Dersini bi türlü sevdirmeyi beceremeyen bu alan öğretmenleri yüzünden, bilim adamı yetiştiremedik... Ülkemiz fen-teknik-bilim alanlarında dünyanın çok gerilerinde kaldı...
Ülkemizde Matematik becerisi zayıf diyerek; bir çeşit geri zekâlı damgası yiyen ve bu sözde eğitimcilerce dışlanan bir çok genç, ABD, Japonya, Norveç gibi bilimsel çalışmalarıyla ünlenmiş ülkelerde başarılı oldular...
Ülkemizde, 'Yedi zekâ kuramından ' hebersiz ve cahil kalan eğitimcilerin sayısı halen çok yükseklerdedir.
' Diplomalı külli cahillerin' kendi işlerini liyâkatince yapamadıkları halde; başka branşlarda ahkâm kesmeleri de başı kumda olan devekuşu kuramını çağrıştırır.. Bunlar, üzerlerine farz olmayan 'herşeye maydanoz olurlar '...
Çevrenizde her an bunlarla karşılaşabilrsiniz.... Çal-çenedirler... Hayatları boyunca da insanlık için ellerini taşın altına koydukları görülmemiştir...
Taşın altına el uzatsalar da mutlaka çıkar düşündüklerinden, yapılan duvarı da yıkmışlardır...
..........
Eğitim sorunlarımız, ehil ellerde şekillenmeyince, iyice ' kısır döngü ' diplerine inmiştir...
Gençlerimizden, taşıyamayacakları yükler istemek yerine; onlarda olan küçük cevherleri işlemeyi beceremedik... Halen kıyafet ve 4+4+4 tartışmasıyla ve lüzumsuz kısır çekişmelerle, ülkemize zaman kaybettiren bu yeteneksizleri kınıyorum...
.........
Yapıcı eleştiri yapmaktan aciz; patavatsızlar; boş başaklar gibi kafaları dik gezerler...
Bu toplum parazitleri, cahil cesaretine sahiptirler... Utanma duyguları da köreldiğinden, ruhsal tatmin odaları olan, kavga ortamlarına bayılırlar.
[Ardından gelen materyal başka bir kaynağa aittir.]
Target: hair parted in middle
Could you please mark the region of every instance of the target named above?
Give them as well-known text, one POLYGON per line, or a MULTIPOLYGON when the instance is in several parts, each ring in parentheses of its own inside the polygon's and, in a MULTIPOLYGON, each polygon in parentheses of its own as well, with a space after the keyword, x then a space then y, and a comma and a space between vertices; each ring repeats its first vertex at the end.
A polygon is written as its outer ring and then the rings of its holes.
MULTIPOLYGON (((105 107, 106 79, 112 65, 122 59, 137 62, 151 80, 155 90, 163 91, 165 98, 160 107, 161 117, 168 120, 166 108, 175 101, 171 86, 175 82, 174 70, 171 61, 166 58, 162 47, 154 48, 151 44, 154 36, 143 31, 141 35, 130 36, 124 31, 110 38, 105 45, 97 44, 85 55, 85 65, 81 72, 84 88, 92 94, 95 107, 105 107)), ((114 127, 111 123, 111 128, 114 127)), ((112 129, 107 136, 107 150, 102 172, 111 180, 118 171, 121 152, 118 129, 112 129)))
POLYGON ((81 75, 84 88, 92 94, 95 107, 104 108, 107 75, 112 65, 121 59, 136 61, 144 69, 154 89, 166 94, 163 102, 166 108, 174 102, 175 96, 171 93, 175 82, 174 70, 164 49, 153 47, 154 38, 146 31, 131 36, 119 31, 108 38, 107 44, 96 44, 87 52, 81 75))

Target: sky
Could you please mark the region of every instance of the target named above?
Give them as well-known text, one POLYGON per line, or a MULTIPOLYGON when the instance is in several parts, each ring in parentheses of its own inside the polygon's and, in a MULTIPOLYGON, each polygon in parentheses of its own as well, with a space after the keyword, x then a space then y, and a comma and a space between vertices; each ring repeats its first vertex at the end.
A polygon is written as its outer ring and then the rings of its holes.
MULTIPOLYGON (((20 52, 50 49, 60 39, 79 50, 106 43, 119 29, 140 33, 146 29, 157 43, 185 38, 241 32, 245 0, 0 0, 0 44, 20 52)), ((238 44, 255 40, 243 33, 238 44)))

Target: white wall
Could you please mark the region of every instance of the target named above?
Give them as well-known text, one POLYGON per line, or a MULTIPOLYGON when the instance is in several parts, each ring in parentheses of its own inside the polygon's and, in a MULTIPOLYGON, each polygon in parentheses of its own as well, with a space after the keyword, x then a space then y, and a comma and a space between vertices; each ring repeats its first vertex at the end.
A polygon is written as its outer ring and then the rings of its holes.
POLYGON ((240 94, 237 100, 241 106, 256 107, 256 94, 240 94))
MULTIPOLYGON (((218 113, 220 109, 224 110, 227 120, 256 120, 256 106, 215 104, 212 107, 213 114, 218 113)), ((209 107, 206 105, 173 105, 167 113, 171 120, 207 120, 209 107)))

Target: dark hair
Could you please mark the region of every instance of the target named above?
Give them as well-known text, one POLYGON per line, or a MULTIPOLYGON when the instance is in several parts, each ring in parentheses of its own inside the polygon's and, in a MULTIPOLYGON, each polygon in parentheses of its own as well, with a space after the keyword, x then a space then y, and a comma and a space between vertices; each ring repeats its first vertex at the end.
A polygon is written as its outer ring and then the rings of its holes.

Düşünce üretme becerileri ve yetileri olmadığından, kargaşa yaratarak, aç kurtlar ve hasta tilkiler gibi dumanlı havalardan nemalanma peşindedirler...
En asil insanlara hakaret edecek kadar ahlaki genetik ve iflah olmaz sağlık sorunları vardır.
Yapıcı ve çözüm üreten, proje sunan bilginler ise, aksine dolu başaklar gibidir ; onların başları hep eğiktir.
Fabl'lerin insan eğitiminde rolü çok büyüktür...
Kıssalardan hisse alabilenler de makbuldür..
“Hayvanlar insanlara bakıp özenerek, kendilerini geliştirebilecekleri bir okul kurmaya karar verirler.
Tavşan, kuş, balık, sincap, ördek diğer bütün hayvanlar bir araya gelerek bir hayvanlar kurultayı oluştururlar.
Hep birlikte bir öğretim programı hazırlarlar. Tavşan programa koşmanın konmasını önerir. Kuş uçmanın, sincap ağaca tırmanmanın, balık yüzmenin konmasında diretir.
Böylece öğretim programına hayvanların tümünün önerdikleri dersler konur. Daha sonra her hayvanın tüm derslere katılmasını zorunlu kılarlar. Sonunda tavşan yokuş yukarı tırmanmada en başarılı hayvandır... Kimse onu geçemez; ama tavşandan uçması de istenince iş değişir.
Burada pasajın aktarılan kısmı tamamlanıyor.